Matteo Zuppi, arcivescovo di Bologna e presidente della Cei, ai Patriarchi del Medio Oriente.
Zuppi manifesta "apprensione" per "l'inasprirsi delle violenze che continuano a provocare sofferenza, ferite e lutti, gravando soprattutto sui più fragili: famiglie, bambini, anziani, malati, persone costrette a lasciare le proprie case o a vivere nell'incertezza quotidiana".
"Ci preoccupa fortemente - scrive il presidente della Cei - il fatto che le comunità cristiane del Medio Oriente, culla della nostra fede, già messe a dura prova da anni di violenza e da episodi di persecuzione, possano perdere la speranza e, soprattutto, che le giovani generazioni decidano di abbandonare la terra in cui sono nate".
"Il grido di chi soffre interpella la coscienza di tutti e non può essere ignorato", sottolinea il card.
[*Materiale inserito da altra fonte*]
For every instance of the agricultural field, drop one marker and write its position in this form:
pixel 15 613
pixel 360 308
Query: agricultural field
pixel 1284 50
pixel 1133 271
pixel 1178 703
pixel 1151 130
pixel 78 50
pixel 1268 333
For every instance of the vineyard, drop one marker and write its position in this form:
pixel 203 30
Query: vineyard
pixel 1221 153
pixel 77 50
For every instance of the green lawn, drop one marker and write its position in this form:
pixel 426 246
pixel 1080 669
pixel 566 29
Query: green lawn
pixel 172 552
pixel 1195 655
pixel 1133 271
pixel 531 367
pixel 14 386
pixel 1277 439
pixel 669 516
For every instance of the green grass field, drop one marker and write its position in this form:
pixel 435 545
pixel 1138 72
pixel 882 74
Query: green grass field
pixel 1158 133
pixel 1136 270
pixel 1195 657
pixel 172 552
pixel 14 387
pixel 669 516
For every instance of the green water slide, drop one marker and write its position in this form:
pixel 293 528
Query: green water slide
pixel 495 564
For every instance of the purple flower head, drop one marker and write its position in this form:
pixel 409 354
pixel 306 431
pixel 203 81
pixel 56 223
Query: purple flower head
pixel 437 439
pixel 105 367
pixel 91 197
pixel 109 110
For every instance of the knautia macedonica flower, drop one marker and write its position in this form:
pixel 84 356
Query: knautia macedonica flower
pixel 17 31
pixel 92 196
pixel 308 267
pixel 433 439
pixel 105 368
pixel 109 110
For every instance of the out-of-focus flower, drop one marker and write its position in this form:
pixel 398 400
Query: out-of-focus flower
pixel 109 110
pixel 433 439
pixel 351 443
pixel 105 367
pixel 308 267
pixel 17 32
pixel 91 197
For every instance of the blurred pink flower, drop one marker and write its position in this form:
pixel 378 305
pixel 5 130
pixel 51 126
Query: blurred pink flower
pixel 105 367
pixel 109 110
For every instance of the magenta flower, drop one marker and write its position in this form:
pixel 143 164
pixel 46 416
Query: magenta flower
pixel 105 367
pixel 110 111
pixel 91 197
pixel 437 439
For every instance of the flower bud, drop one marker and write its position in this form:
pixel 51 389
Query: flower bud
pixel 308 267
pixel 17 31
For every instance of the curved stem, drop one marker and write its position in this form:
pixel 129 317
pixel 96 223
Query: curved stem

Zuppi ribadendo "con convinzione che la guerra non è e non può mai essere la risposta". "La logica della forza non può sostituirsi alla paziente arte del dialogo e della diplomazia, unica via percorribile per la composizione delle contese e per la costruzione di una pace giusta e duratura", rileva il presidente dei vescovi italiani rinnovando l'appello di Papa Leone XIV affinché "tacciano le armi, cessino i bombardamenti, si giunga senza indugio a un cessate il fuoco e si rafforzi il dialogo per aprire la strada alla pace".